Star’s move requires a rethink of the office
Extra! Extra! We’re moving.
The Star’s proprietors recently announced that the paper is relocating — lock, stock and barrel, dolls and dishes, bats and balls.
Downsizing and decluttering, which is all the retrenchment rage. Selling off archives in the process: all those framed front pages, photographs, editorial cartoons, a rummage bazaar of our past.
I suppose that pulling up stakes and planting them elsewhere is an act of faith in the newspaper biz. Beats the hell out of folding or, yech, going completely online, as many publications have done over the last decade, ditching the prohibitive expense of newsprint and distribution.
The Sun, the National Post, the Globe and Mail, have all gone the re-lo route, shifting to new digs in the past few years.
As a friend reminded me the other night, the Star has just marked its 50th anniversary at One Yonge Street. That’s an iconic address, down here at the very bottom of the longest street in the world, stretching 1,896 kilometres.
I’m loath to surrender the prestige of it, just when the neighbourhood was getting interesting. When I first walked into the newsroom as a 17-yearold cub reporter, nearly half a century ago, the Star was a reverse urban outpost, with no bars, restaurants or stores in the vicinity. Tethered to their desks, copy editors — known as rim-pigs — had to order in meals every night. Now lakeside sprawl (condos, giant supermarkets, hip tech companies) is gobbling up the shoreline. Not that the city ever took much care of its waterfront, allowing carpetbagger developers to build ugly-as-spit monstrosities. Really, should take a wrecking ball to the whole fiasco.
Which is doubtless what will happen after we vacate the premises late next year, with the towering Pinnacle One project already underway while we were pandemic sleeping. We were merely long-term tenants, not owners. I can only imagine the value of this land these days.
Oh, if these walls could talk. Maybe someday I’ll do the blabbing for them. Fling open the closet doors, let all the skeletons come tumbling out.

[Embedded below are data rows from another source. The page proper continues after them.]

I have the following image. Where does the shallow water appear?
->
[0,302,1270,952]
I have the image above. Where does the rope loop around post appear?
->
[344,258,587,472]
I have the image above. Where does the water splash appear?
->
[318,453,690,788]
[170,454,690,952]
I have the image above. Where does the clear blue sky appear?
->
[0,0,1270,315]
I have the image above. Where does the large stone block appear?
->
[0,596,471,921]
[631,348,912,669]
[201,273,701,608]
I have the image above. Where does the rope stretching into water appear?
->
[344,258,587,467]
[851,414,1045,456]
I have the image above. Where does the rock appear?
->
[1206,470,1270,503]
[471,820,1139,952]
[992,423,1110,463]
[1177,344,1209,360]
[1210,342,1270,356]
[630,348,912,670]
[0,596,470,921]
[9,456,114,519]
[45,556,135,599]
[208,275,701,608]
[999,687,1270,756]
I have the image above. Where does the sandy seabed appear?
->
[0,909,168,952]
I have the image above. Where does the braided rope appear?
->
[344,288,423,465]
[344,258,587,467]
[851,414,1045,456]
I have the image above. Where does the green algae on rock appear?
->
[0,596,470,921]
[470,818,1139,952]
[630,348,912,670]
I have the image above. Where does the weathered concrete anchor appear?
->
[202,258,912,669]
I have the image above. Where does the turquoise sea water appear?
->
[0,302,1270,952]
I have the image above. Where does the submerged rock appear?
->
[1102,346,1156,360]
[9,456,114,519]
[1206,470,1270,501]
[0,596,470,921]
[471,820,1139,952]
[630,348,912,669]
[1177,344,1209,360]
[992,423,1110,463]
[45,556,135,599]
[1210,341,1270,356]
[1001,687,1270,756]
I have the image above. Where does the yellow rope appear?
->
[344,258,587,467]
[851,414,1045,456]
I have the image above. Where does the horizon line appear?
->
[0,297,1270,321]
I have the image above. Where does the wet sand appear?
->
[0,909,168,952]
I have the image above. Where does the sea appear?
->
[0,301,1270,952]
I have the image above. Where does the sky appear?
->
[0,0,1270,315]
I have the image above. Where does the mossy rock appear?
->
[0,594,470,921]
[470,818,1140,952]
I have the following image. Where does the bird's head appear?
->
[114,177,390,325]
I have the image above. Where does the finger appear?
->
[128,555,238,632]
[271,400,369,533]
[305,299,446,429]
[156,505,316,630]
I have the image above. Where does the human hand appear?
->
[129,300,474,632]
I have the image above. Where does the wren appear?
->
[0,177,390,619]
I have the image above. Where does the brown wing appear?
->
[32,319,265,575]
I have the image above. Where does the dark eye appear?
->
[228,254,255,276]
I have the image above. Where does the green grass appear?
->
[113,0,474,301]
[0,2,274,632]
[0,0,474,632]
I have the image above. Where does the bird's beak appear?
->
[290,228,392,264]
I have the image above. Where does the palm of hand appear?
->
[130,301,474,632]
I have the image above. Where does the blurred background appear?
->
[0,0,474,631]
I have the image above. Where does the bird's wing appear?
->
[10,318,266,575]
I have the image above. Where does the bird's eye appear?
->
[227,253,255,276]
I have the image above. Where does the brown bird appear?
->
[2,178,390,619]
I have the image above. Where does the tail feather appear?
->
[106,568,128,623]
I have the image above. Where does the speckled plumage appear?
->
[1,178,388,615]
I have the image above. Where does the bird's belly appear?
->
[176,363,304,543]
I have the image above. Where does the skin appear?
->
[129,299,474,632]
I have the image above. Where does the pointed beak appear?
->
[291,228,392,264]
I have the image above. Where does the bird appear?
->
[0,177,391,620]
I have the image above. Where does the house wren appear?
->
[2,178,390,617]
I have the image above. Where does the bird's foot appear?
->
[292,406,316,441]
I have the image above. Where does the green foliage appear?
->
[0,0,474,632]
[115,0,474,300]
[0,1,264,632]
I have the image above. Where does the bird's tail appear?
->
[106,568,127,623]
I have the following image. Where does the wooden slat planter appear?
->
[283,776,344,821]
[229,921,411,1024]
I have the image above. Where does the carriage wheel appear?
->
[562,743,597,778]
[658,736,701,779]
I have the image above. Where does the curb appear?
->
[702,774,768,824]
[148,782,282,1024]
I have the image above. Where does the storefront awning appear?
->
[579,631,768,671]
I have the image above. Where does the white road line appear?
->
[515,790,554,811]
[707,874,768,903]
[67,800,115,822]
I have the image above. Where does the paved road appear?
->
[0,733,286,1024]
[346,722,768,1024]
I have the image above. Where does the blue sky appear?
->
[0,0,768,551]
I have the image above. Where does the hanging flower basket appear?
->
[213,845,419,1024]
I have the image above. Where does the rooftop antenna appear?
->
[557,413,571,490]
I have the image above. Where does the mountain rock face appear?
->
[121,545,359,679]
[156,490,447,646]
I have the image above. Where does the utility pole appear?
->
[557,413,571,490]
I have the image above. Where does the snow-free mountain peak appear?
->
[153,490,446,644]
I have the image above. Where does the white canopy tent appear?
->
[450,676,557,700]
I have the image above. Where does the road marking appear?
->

At least we’re not ’burbsbound.
The newish owners have circulated specs for our new abode, some two kilometres west at Front and Spadina. Looks fancy-schmancy, this “multifunctional space” — called “The Well” (eyeroll) — with proximity to all the bells and whistles of downtown existence. Though when I went by for a lookie-loo this week, there wasn’t much to see beyond the bare-bones structure, the site bristling with construction cranes.
The office of the future is here and now.
I’m happy with a desk where I can plop my ancient Underwood typewriter — a relic but once upon a time I actually pounded out my stories on it, when the newsroom was clackety-clack noisy on deadline and editors yelled COPY! When the presses rumbled underfoot and I could watch, from a viewing bridge, as the paper rolled down a conveyer belt and into trucks.
Once upon a time dreary we also had a bar, The Print Room, on the ground floor, which was windowless and hideous in just about every respect, but a tremendous amount of professional bonding went on there, bitch-fests galore, the occasional digit broken in a thumbwrestling contest, and the lovely scent of a freshly printed newspaper in your hands when copy boys brought them downstairs hot off the press. Frontpage bylines never felt so good.
Memory Lane is a boring destination for those who weren’t there. Reinvention is the byword to staying relevant. And “the office,” as we’ve always known it, is rapidly becoming a thing of the past, both physically and metaphysically. COVID drove many of us into working remotely and Zooming out the yin-yang.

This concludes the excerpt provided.